Queen Elizabeth II Hit by New Palace Racism Scandal 3 Months After Meghan Markle Interview

Queen Elizabeth II faces new allegations of historic racism at the palace just months after Meghan Markle's bombshell allegations in connection with her baby's skin color.

Documents unearthed by The Guardian appear to suggest Buckingham Palace had a policy of not employing "coloured immigrants or foreigners" to clerical roles in the royal household until at least the late 1960s.

Buckingham Palace appeared to have a different policy for servants as the document notes the existence of "ordinary domestic posts for which coloured applicants were freely considered." The documents also show that the Queen and her household have benefitted from exemptions from sex and race discrimination laws.

The incendiary claims were recorded by a civil servant in 1968 following a meeting with Elizabeth's chief financial manager, the keeper of the privy purse.

And they follow allegations by Meghan Markle and Prince Harry in March that an unnamed royal expressed concern their unborn baby's skin might be too dark.

Queen Elizabeth II on Commonwealth Day
Queen Elizabeth II signs her annual Commonwealth Day Message in St George's Hall at Windsor Castle, to mark Commonwealth Day. This undated photo was released on March 7, 2021, the same day Prince Harry and Meghan Markle's Oprah Winfrey interview containing racism allegations was broadcast. Steve Parsons - WPA Pool/Getty Images

The family member was never named but the couple apparently told Oprah Winfrey off camera it was neither the queen nor Prince Philip.

The Guardian unearthed declassified government documents held at Britain's National Archives, at Kew, in West London, which show how the palace came to be made exempt from legislation securing equal rights in the workplace.

Home Office civil servant, TG Weiler, wrote a memo in February 1968 summarizing a meeting he had with Lord Tryon, the keeper of the privy purse.

Quoted in The Guardian, he described how Tryon had identified three categories of jobs at the palace.

Weiler said these included: "(a) Senior posts, which were not filled by advertising or by any overt system of appointment and which would presumably be accepted as outside the scope of the bill; (b) clerical and other office posts, to which it was not, in fact, the practice to appoint coloured immigrants or foreigners; and (c) ordinary domestic posts for which coloured applicants were freely considered, but which would in any event be covered by the proposed general exemption for domestic employment."

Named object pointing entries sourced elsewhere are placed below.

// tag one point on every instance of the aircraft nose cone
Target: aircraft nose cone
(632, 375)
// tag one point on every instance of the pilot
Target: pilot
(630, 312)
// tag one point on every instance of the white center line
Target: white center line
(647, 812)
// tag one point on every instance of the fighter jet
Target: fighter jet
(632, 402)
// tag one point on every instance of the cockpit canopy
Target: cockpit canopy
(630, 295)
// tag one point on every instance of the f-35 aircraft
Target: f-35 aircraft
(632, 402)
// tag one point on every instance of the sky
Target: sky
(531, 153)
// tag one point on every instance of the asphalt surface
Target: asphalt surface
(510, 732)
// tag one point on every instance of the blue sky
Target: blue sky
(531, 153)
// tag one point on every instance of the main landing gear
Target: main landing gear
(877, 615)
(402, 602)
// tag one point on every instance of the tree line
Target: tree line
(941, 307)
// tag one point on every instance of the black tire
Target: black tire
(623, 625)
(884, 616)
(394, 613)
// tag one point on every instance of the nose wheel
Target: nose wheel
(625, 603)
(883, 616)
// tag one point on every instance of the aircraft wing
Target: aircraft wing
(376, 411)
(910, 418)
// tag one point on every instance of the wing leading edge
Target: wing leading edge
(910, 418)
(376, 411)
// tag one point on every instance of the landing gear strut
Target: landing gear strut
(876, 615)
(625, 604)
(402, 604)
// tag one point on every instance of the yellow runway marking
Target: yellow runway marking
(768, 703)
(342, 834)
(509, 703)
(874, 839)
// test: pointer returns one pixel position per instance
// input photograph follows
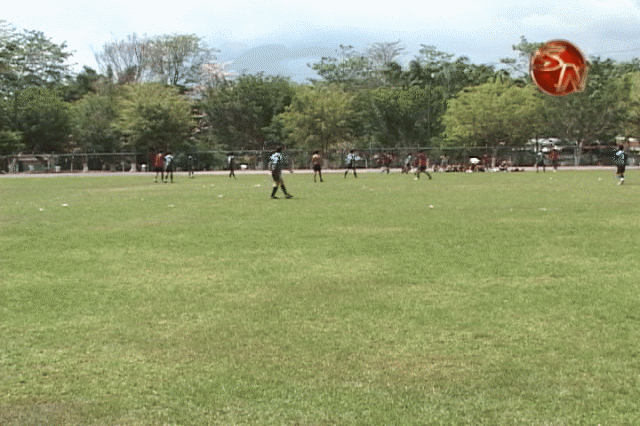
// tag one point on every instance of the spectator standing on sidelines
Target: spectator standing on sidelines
(158, 165)
(351, 163)
(620, 160)
(168, 166)
(316, 163)
(276, 164)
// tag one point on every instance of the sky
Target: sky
(256, 36)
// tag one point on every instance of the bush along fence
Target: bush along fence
(490, 157)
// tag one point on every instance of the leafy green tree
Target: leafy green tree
(175, 59)
(519, 66)
(94, 121)
(86, 81)
(178, 59)
(595, 115)
(10, 142)
(404, 116)
(126, 61)
(347, 67)
(154, 116)
(319, 118)
(43, 119)
(29, 59)
(495, 114)
(239, 112)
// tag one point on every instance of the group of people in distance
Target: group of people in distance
(278, 161)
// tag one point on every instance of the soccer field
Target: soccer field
(489, 298)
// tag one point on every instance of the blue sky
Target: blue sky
(282, 39)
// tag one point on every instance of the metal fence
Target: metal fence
(300, 159)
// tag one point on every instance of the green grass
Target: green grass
(513, 301)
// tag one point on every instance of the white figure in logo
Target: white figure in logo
(553, 62)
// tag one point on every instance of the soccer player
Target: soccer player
(351, 163)
(540, 162)
(190, 165)
(168, 166)
(554, 156)
(421, 163)
(231, 160)
(620, 160)
(407, 164)
(316, 162)
(276, 164)
(158, 165)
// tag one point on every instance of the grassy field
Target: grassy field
(514, 300)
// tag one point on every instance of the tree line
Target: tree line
(169, 92)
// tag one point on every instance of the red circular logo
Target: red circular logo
(558, 68)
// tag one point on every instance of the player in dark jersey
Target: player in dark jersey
(351, 163)
(231, 159)
(276, 164)
(168, 166)
(190, 165)
(620, 160)
(421, 164)
(316, 162)
(158, 165)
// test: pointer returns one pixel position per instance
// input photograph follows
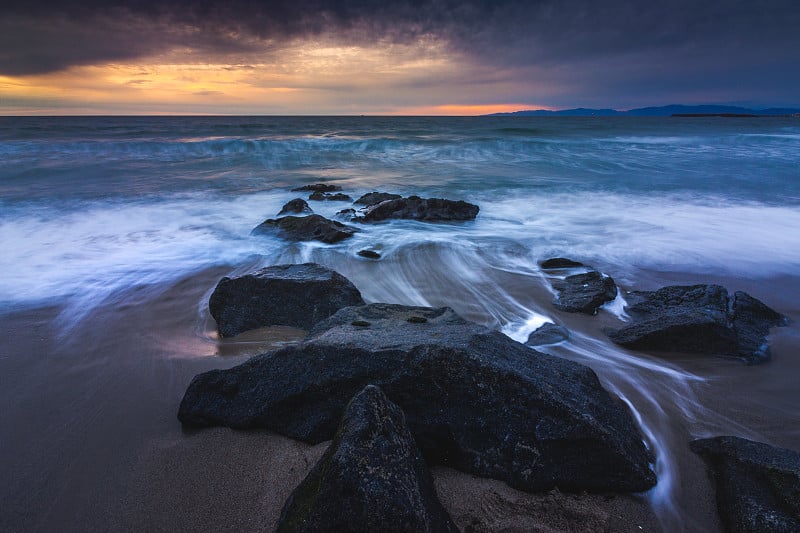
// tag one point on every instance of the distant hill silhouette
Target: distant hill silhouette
(662, 111)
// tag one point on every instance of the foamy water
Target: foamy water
(90, 208)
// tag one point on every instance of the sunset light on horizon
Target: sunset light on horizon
(440, 58)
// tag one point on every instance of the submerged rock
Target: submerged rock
(371, 478)
(557, 263)
(475, 399)
(318, 187)
(307, 228)
(323, 196)
(757, 485)
(369, 254)
(548, 334)
(699, 319)
(298, 205)
(284, 295)
(423, 209)
(584, 293)
(372, 198)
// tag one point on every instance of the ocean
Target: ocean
(103, 218)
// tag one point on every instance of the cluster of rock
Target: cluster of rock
(472, 398)
(399, 388)
(702, 319)
(699, 319)
(379, 206)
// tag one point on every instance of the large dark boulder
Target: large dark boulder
(372, 198)
(584, 293)
(371, 478)
(557, 263)
(757, 485)
(307, 228)
(317, 187)
(698, 319)
(423, 209)
(284, 295)
(318, 196)
(296, 206)
(475, 399)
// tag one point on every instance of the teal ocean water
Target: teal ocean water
(90, 205)
(94, 209)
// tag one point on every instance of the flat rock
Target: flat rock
(757, 485)
(318, 196)
(423, 209)
(372, 198)
(284, 295)
(557, 263)
(547, 334)
(296, 206)
(474, 399)
(369, 254)
(584, 293)
(699, 319)
(318, 187)
(306, 228)
(371, 478)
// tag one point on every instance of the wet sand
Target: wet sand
(91, 442)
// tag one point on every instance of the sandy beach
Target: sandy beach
(91, 441)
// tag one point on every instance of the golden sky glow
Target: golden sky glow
(303, 78)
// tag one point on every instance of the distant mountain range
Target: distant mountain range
(663, 111)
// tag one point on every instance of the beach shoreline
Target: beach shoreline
(96, 444)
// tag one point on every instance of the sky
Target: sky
(437, 57)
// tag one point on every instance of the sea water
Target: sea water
(92, 207)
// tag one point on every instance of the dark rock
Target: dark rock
(556, 263)
(548, 334)
(423, 209)
(757, 485)
(369, 254)
(308, 228)
(371, 478)
(698, 319)
(372, 198)
(584, 293)
(285, 295)
(298, 205)
(318, 187)
(475, 399)
(338, 197)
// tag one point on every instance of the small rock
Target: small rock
(757, 485)
(548, 334)
(369, 254)
(557, 263)
(373, 198)
(296, 206)
(284, 295)
(699, 319)
(584, 293)
(371, 478)
(307, 228)
(320, 187)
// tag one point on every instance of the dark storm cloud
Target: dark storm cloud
(608, 39)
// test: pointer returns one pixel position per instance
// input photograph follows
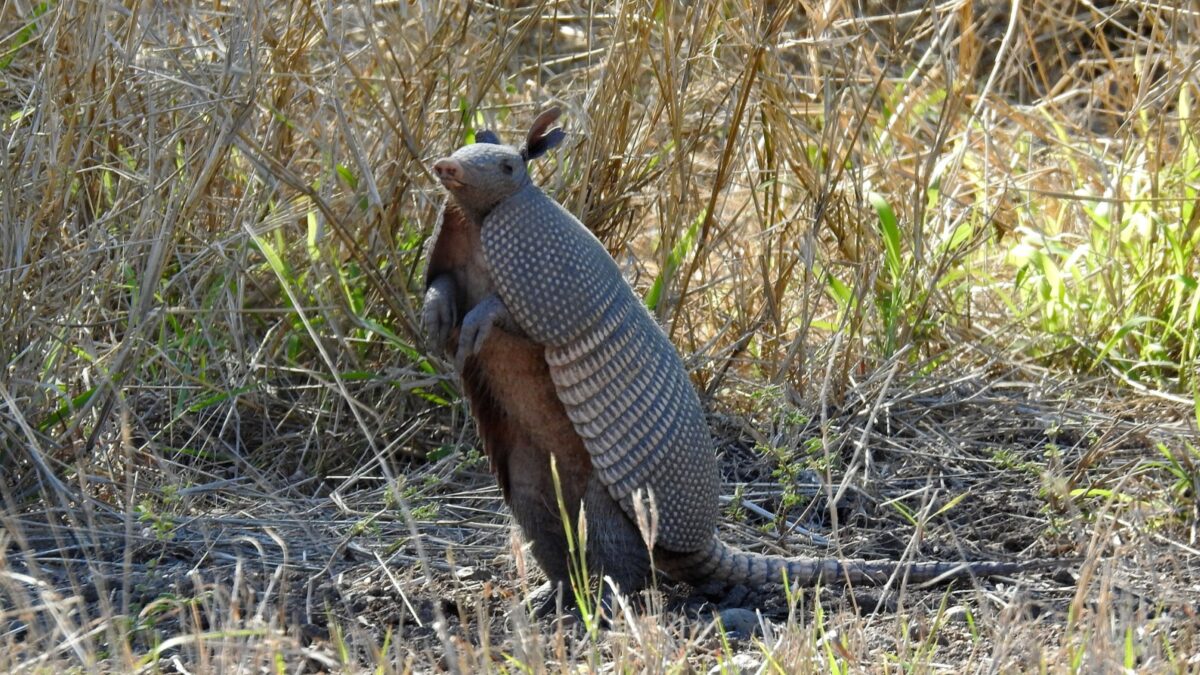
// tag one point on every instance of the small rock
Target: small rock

He added: "They were particularly concerned that if the proposed legislation applied to the Queen's household it would for the first time make it legally possible to criticise the household.

"Many people do so already, but this has to be accepted and is on a different footing from a statutory provision."

The race relations bill was brought in by then Labour Home Secretary and future Prime Minister James Callaghan.

The Guardian has suggested the negotiations to make the palace exempt were linked to the need under British law to seek "Queen's consent" for new legislation.

The arcane provision is supposed to be a procedural formality but a Guardian investigation has, over the past months, attempted to demonstrate it provides the royals an opportunity to lobby government before legislation has been publicly announced.

The newspaper quoted a civil servant who, after the palace's exemption had been worked into the draft legislation, wrote that royal staff "agreed that the way was now open for the secretary of state to seek the Queen's consent to place her interest at the disposal of parliament for the purpose of the bill."

The exemption ensured that formal complaints about racism against palace employees would go to the home secretary rather than the courts, potentially keeping them out of the public domain, The Guardian reported.

The exemption applied to the 1976 Race Relations Act, the 1975 Sex Discrimination Act and the 1970 Equal Pay Act and survives to this day as these were replaced by the Equality Act of 2010, according to the newspaper.

From a Buckingham Palace spokesperson told Newsweek via email: "Claims based on a second hand account of conversations from over 50 years ago should not be used to draw or infer conclusions about modern day events or operations.

"The principles of Crown Application and Crown Consent are long established and widely known.

"The Royal Household and the Sovereign comply with the provisions of the Equality Act, in principle and in practise.

"This is reflected in the diversity, inclusion and dignity at work policies, procedures and practices within the Royal Household.

"Any complaints that might be raised under the Act follow a formal process that provides a means of hearing and remedying any complaint."

Meghan had told Oprah in March: "In those months when I was pregnant, all around this same time, we have in tandem, the conversation of 'He won't be given security, he's not going to be given a title,' and also concerns and conversations about how dark his skin might be when he's born."

The queen is head of state not only in Britain but in 16 countries around the world, including 12 in the Caribbean and Indian Ocean.

Update 6/02/21, 11:30 a.m. ET: The article has been updated with comments from Buckingham Palace.